Methods: Expression of CD47 in 8 established platinum-resistant PDX models of ovarian cancer was measured by immunohistochemistry with the anti-CD47 antibody SP279. SRF231-mediated phagocytosis of ovarian cancer cell lines was assessed using a macrophage coculture system. Cell death from combining SRF231 with either doxorubicin or platinum in vitro was assessed by Annexin V assay. The activity of SRF231 combined with doxorubicin in vivo was compared to isotype control, SRF231, or doxorubicin monotherapy in an ovarian cancer subcutaneous xenograft model, OVCAR3. Additionally, the activity of SRF231 combined with platinum was compared to isotype control, SRF231, or platinum monotherapy in two luciferase-expressing intraperitoneal PDX ovarian cancer models, as measured by bioluminescent imaging.
Results: CD47 expression was high across all 8 PDX models. SRF231 induced phagocytosis of ovarian cancer cell lines by human monocyte-derived macrophages. SRF231 potentiated doxorubicin- or oxaliplatin-mediated cell death in Jurkat cells in Annexin V assays. In the OVCAR3 xenograft model, the combination of SRF231 and doxorubicin resulted in significant tumor growth inhibition and improved survival compared to isotype control, SRF231 monotherapy, or doxorubicin monotherapy. In the PDX model DF216, which demonstrates no evidence of monotherapy response to SRF231, combination of SRF231 and carboplatin resulted in tumor regression with significantly enhanced anti-tumor activity compared to carboplatin or SRF231 monotherapy, as well as to isotype control. Similarly, in the PDX model DF86, where SRF231 demonstrates modest monotherapy activity, combination SRF231 and carboplatin resulted in tumor regression and significant increase in anti-tumor activity compared to carboplatin or SRF231 monotherapies.
Conclusion: Anti-CD47 directed therapy with SRF231, a fully human antibody, demonstrated the ability to significantly increase the anti-tumor activity of standard chemotherapies in xenograft and platinum-resistant PDX models of ovarian cancer. Further exploration of combining anti-CD47 and platinum regimens in ovarian cancer is warranted.

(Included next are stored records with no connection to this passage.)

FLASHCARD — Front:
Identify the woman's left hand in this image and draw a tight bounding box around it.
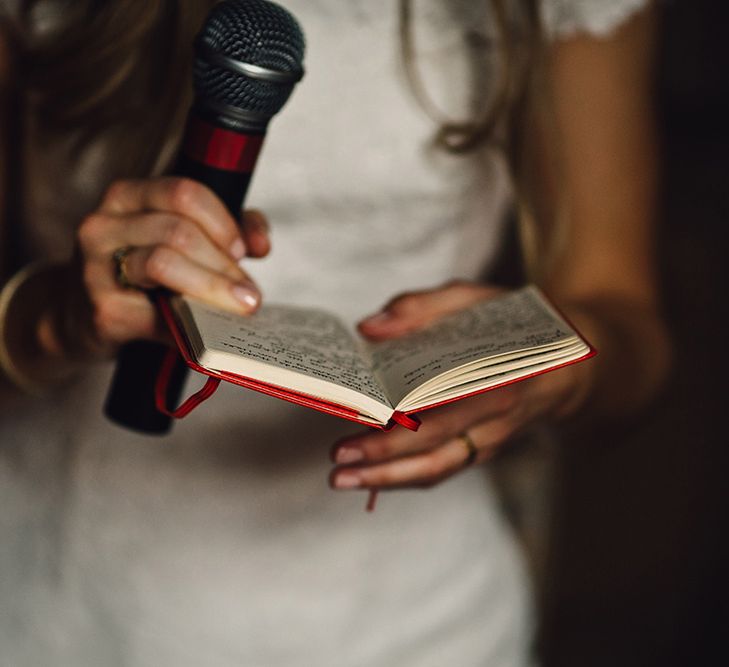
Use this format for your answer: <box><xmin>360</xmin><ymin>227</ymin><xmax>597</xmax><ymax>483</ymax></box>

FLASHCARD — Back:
<box><xmin>330</xmin><ymin>282</ymin><xmax>582</xmax><ymax>489</ymax></box>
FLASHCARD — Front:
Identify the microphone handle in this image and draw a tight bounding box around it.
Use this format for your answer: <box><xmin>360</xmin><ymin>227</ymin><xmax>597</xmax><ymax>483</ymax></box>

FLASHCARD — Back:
<box><xmin>104</xmin><ymin>117</ymin><xmax>263</xmax><ymax>435</ymax></box>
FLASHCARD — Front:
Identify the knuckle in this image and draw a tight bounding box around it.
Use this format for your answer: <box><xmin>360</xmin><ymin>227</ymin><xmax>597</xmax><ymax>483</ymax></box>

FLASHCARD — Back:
<box><xmin>362</xmin><ymin>438</ymin><xmax>395</xmax><ymax>461</ymax></box>
<box><xmin>103</xmin><ymin>179</ymin><xmax>131</xmax><ymax>204</ymax></box>
<box><xmin>144</xmin><ymin>246</ymin><xmax>175</xmax><ymax>283</ymax></box>
<box><xmin>168</xmin><ymin>178</ymin><xmax>202</xmax><ymax>211</ymax></box>
<box><xmin>167</xmin><ymin>218</ymin><xmax>197</xmax><ymax>252</ymax></box>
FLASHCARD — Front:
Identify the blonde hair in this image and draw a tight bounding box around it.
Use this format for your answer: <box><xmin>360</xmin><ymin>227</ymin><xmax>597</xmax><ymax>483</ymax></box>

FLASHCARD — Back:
<box><xmin>399</xmin><ymin>0</ymin><xmax>558</xmax><ymax>282</ymax></box>
<box><xmin>18</xmin><ymin>0</ymin><xmax>213</xmax><ymax>175</ymax></box>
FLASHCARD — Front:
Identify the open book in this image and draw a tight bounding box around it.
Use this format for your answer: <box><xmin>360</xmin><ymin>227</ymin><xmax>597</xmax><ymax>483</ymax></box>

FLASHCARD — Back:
<box><xmin>163</xmin><ymin>286</ymin><xmax>594</xmax><ymax>428</ymax></box>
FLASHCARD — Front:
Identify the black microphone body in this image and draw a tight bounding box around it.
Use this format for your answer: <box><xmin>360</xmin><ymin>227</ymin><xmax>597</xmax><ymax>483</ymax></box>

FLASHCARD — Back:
<box><xmin>104</xmin><ymin>0</ymin><xmax>304</xmax><ymax>435</ymax></box>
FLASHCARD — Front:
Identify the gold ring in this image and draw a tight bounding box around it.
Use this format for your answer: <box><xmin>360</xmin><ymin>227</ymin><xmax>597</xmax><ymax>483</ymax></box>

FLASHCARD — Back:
<box><xmin>458</xmin><ymin>431</ymin><xmax>478</xmax><ymax>468</ymax></box>
<box><xmin>111</xmin><ymin>245</ymin><xmax>140</xmax><ymax>289</ymax></box>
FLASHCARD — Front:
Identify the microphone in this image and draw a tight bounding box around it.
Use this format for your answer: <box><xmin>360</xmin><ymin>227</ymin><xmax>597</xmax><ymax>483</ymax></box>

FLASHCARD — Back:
<box><xmin>104</xmin><ymin>0</ymin><xmax>304</xmax><ymax>435</ymax></box>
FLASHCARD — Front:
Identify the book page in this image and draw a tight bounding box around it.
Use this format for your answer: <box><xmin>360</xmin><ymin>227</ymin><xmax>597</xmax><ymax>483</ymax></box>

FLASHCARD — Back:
<box><xmin>368</xmin><ymin>287</ymin><xmax>576</xmax><ymax>405</ymax></box>
<box><xmin>182</xmin><ymin>299</ymin><xmax>390</xmax><ymax>406</ymax></box>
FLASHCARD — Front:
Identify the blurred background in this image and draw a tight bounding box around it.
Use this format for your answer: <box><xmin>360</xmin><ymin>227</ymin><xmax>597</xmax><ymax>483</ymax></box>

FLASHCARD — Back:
<box><xmin>540</xmin><ymin>0</ymin><xmax>729</xmax><ymax>667</ymax></box>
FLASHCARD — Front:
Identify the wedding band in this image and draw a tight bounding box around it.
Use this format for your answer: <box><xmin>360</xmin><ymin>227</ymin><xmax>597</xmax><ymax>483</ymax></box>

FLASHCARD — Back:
<box><xmin>111</xmin><ymin>245</ymin><xmax>139</xmax><ymax>289</ymax></box>
<box><xmin>458</xmin><ymin>431</ymin><xmax>478</xmax><ymax>468</ymax></box>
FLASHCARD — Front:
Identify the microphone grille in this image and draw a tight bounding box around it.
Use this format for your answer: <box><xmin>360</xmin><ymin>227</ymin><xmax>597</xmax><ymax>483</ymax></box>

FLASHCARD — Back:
<box><xmin>194</xmin><ymin>0</ymin><xmax>304</xmax><ymax>119</ymax></box>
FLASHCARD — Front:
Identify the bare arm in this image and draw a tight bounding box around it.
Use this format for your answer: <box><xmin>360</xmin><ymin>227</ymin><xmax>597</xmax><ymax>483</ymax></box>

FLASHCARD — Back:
<box><xmin>545</xmin><ymin>5</ymin><xmax>670</xmax><ymax>415</ymax></box>
<box><xmin>331</xmin><ymin>10</ymin><xmax>670</xmax><ymax>489</ymax></box>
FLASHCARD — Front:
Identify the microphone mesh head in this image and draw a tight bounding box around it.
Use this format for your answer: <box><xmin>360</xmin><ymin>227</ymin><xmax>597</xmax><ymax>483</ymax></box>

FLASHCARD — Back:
<box><xmin>194</xmin><ymin>0</ymin><xmax>304</xmax><ymax>119</ymax></box>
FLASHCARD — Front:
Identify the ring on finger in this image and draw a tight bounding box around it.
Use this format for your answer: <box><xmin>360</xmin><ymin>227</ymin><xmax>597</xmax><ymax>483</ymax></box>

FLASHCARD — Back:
<box><xmin>458</xmin><ymin>431</ymin><xmax>478</xmax><ymax>468</ymax></box>
<box><xmin>111</xmin><ymin>245</ymin><xmax>141</xmax><ymax>290</ymax></box>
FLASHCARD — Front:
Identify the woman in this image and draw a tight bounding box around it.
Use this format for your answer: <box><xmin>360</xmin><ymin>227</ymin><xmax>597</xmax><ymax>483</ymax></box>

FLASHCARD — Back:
<box><xmin>1</xmin><ymin>0</ymin><xmax>668</xmax><ymax>666</ymax></box>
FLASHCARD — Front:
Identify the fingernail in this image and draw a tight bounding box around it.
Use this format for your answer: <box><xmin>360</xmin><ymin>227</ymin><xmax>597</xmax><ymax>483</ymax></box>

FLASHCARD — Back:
<box><xmin>232</xmin><ymin>285</ymin><xmax>259</xmax><ymax>308</ymax></box>
<box><xmin>334</xmin><ymin>447</ymin><xmax>364</xmax><ymax>463</ymax></box>
<box><xmin>362</xmin><ymin>310</ymin><xmax>393</xmax><ymax>327</ymax></box>
<box><xmin>334</xmin><ymin>472</ymin><xmax>362</xmax><ymax>489</ymax></box>
<box><xmin>230</xmin><ymin>238</ymin><xmax>246</xmax><ymax>260</ymax></box>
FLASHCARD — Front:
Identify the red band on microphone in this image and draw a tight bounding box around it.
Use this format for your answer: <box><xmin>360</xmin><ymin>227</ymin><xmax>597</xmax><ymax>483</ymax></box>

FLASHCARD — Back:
<box><xmin>184</xmin><ymin>117</ymin><xmax>264</xmax><ymax>174</ymax></box>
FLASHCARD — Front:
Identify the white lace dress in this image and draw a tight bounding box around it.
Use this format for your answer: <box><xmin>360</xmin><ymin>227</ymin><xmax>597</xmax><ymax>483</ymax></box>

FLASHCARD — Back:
<box><xmin>0</xmin><ymin>0</ymin><xmax>642</xmax><ymax>667</ymax></box>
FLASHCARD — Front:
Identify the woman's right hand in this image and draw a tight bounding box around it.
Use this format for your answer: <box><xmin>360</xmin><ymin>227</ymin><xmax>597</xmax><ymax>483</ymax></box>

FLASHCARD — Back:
<box><xmin>76</xmin><ymin>177</ymin><xmax>270</xmax><ymax>356</ymax></box>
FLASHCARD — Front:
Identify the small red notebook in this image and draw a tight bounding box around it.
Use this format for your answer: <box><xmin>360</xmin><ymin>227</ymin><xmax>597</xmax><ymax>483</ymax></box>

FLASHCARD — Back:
<box><xmin>152</xmin><ymin>286</ymin><xmax>595</xmax><ymax>430</ymax></box>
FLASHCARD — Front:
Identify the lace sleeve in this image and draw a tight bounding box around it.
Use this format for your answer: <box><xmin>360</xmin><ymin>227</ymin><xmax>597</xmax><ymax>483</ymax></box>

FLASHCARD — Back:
<box><xmin>540</xmin><ymin>0</ymin><xmax>650</xmax><ymax>39</ymax></box>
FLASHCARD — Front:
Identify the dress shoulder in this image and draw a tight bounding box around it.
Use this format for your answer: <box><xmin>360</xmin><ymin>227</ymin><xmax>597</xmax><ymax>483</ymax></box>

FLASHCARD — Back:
<box><xmin>539</xmin><ymin>0</ymin><xmax>650</xmax><ymax>39</ymax></box>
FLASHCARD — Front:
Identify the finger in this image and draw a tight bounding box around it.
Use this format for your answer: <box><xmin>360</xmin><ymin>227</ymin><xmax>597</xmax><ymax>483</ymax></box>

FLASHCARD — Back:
<box><xmin>331</xmin><ymin>387</ymin><xmax>519</xmax><ymax>464</ymax></box>
<box><xmin>330</xmin><ymin>415</ymin><xmax>516</xmax><ymax>489</ymax></box>
<box><xmin>115</xmin><ymin>246</ymin><xmax>260</xmax><ymax>314</ymax></box>
<box><xmin>241</xmin><ymin>210</ymin><xmax>271</xmax><ymax>257</ymax></box>
<box><xmin>87</xmin><ymin>213</ymin><xmax>246</xmax><ymax>281</ymax></box>
<box><xmin>330</xmin><ymin>439</ymin><xmax>472</xmax><ymax>489</ymax></box>
<box><xmin>358</xmin><ymin>281</ymin><xmax>501</xmax><ymax>340</ymax></box>
<box><xmin>100</xmin><ymin>176</ymin><xmax>246</xmax><ymax>261</ymax></box>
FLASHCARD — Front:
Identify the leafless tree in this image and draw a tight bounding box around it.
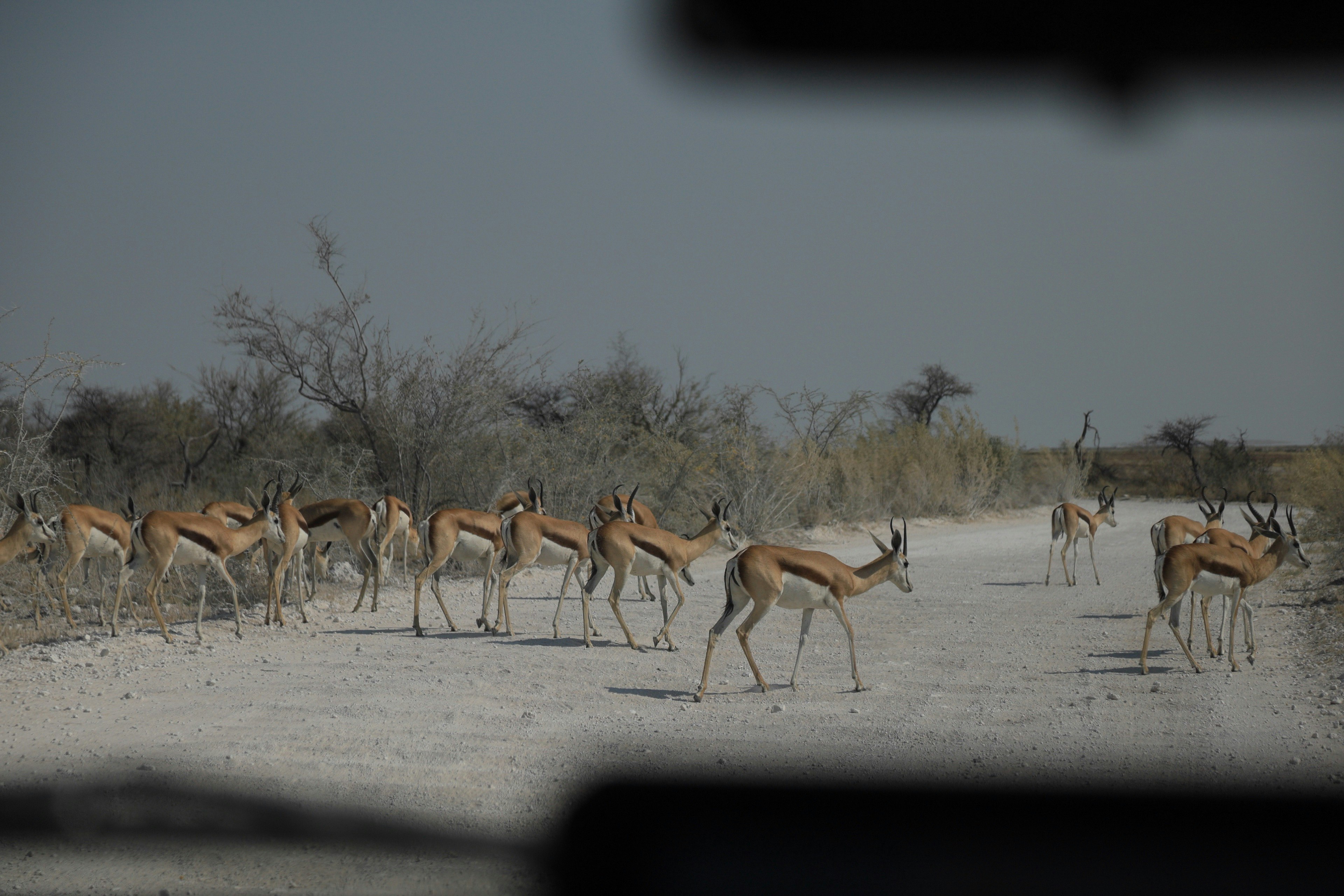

Citation Format: Joyce F. Liu, Kshama A. Doshi, Benjamin H. Lee, Marisa O. Peluso, Li Zhang, Shan Zhou, Qing Zeng, Stephen Wang, Paul T. Kirschmeier, Cam A. Tran, Cloud Paweletz, Matthew Rausch, Alison M. Paterson, Prafulla C. Gokhale, Ursula A. Matulonis. The anti-CD47 antibody SRF231 increases anti-tumor activity of standard of care chemotherapy in platinum-resistant PDX models of ovarian cancer [abstract]. In: Proceedings of the Annual Meeting of the American Association for Cancer Research 2020; 2020 Apr 27-28 and Jun 22-24. Philadelphia (PA): AACR; Cancer Res 2020;80(16 Suppl):Abstract nr 4515.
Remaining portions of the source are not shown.